FastGen Quick Start Guide
=========================
This guide is aimed to get you quickly up and running DeepSpeed-MII and DeepSpeed-FastGen.
Requirements
------------
- 1 or more NVIDIA GPUs with >=sm_80 compute capability (e.g., A100, A6000)
- `PyTorch `_ installed in your local Python environment
Install
-------
Install the latest version of DeepSpeed-MII with the following:
.. code-block:: console
(.venv) $ pip install -U deepspeed-mii
Run a Non-Persistent Pipeline
-----------------------------
A pipeline provides a non-persistent instance of the model for running
inference. When the script running this code exits, the model will also be
destroyed. The pipeline is ideal for doing quick tests or in cases where the
best performance is not necessary.
Copy the following code block into an ``example.py`` file on your local machine.
Run it with ``deepspeed --num_gpus example.py``.
.. code-block:: python
import mii
pipe = mii.pipeline("mistralai/Mistral-7B-v0.1")
response = pipe(["DeepSpeed is", "Seattle is"], max_new_tokens=128)
for r in response:
print(r.generated_text)
.. note::
Depending on your internet connection, the download of model weights could
take a few minutes. If you wish to try a smaller model, replace
``mistralai/Mistral-7B-v0.1`` with ``facebook/opt-125m`` in the above code.
If the code successfully runs, you should see the generated text printed in your terminal.
Run a Persistent Deployment
---------------------------
In contrast the pipeline, deployments create a server process that persists
beyond the execution of the python script. These deployments are intended for
production use cases and allow for multiple clients to connect while providing
the best performance from DeepSpeed-FastGen.
Copy the following code block into a ``serve.py`` file on your local machine.

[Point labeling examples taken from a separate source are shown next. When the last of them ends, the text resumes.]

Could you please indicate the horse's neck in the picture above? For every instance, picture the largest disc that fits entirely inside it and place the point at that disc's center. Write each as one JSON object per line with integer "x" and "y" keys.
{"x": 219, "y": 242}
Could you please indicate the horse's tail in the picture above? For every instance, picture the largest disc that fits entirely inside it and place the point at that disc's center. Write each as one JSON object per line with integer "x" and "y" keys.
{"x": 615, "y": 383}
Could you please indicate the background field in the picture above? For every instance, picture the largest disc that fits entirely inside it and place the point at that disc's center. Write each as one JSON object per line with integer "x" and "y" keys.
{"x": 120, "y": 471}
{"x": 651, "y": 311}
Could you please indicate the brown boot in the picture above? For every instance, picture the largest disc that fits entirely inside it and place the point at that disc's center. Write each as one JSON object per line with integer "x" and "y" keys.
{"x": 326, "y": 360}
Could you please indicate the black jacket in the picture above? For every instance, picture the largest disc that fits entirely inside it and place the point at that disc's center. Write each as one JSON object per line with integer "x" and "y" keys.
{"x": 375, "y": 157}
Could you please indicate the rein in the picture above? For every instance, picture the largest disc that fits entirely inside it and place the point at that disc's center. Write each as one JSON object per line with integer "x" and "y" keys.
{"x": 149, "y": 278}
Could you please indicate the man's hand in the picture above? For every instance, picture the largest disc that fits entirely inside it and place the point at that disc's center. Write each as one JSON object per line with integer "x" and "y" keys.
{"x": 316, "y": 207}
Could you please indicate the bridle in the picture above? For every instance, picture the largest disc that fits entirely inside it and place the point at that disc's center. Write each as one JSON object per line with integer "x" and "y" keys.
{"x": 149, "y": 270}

Run it with ``python serve.py``.
.. code-block:: python
import mii
mii.serve("mistralai/Mistral-7B-v0.1")
You should see logging messages indicating the server is starting and a final
log message of ``server has started on ports [50051]``.
Now copy the following code block into a ``client.py`` file on your local
machine. Run it with ``python client.py``.
.. code-block:: python
import mii
client = mii.client("mistralai/Mistral-7B-v0.1")

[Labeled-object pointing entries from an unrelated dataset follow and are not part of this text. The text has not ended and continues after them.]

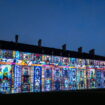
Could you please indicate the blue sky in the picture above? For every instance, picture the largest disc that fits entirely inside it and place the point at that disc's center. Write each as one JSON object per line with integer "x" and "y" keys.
{"x": 74, "y": 22}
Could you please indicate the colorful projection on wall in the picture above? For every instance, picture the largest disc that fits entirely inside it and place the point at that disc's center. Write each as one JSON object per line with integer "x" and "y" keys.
{"x": 22, "y": 72}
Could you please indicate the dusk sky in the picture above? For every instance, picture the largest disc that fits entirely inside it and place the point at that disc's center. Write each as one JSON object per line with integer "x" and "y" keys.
{"x": 74, "y": 22}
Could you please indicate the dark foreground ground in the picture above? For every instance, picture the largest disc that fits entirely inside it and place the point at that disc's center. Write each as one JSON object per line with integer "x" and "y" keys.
{"x": 83, "y": 97}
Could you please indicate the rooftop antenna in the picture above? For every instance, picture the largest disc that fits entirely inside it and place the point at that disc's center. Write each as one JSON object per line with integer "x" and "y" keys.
{"x": 64, "y": 47}
{"x": 39, "y": 42}
{"x": 16, "y": 38}
{"x": 80, "y": 49}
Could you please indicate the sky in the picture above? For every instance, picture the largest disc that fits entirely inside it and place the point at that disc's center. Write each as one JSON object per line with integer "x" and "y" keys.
{"x": 57, "y": 22}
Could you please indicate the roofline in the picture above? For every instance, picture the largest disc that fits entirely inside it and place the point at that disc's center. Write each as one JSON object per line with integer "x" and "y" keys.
{"x": 10, "y": 45}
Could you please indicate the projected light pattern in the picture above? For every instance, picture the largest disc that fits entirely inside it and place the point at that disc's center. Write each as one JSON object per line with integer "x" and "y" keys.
{"x": 22, "y": 72}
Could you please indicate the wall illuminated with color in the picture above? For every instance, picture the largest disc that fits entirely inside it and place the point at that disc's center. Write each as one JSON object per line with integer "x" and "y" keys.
{"x": 22, "y": 72}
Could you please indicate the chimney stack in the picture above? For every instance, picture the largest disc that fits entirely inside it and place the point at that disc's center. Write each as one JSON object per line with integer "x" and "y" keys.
{"x": 39, "y": 42}
{"x": 16, "y": 38}
{"x": 92, "y": 52}
{"x": 80, "y": 49}
{"x": 64, "y": 47}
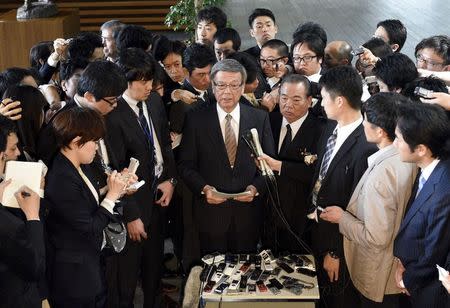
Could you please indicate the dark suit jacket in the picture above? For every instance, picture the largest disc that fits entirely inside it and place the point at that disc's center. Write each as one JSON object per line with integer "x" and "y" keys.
{"x": 204, "y": 161}
{"x": 22, "y": 260}
{"x": 179, "y": 109}
{"x": 344, "y": 172}
{"x": 295, "y": 179}
{"x": 75, "y": 227}
{"x": 126, "y": 139}
{"x": 423, "y": 238}
{"x": 46, "y": 147}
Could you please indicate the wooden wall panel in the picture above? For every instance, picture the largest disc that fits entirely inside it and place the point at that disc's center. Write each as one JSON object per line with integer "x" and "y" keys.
{"x": 149, "y": 14}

response = client(["DeepSpeed is", "Seattle is"], max_new_tokens=128)
for r in response:
print(r.generated_text)
If the code successfully runs, you should see the generated text printed in your
terminal. You can run this client script as many times (and from as many
different processes) as you like and the model deployment will remain active.
Finally copy the following code block into a ``terminate.py`` file on your local
machine. Run it with ``python terminate.py``.
.. code-block:: python
import mii
client = mii.client("mistralai/Mistral-7B-v0.1")
client.terminate_server()
This will shutdown the model deployment and free GPU memory.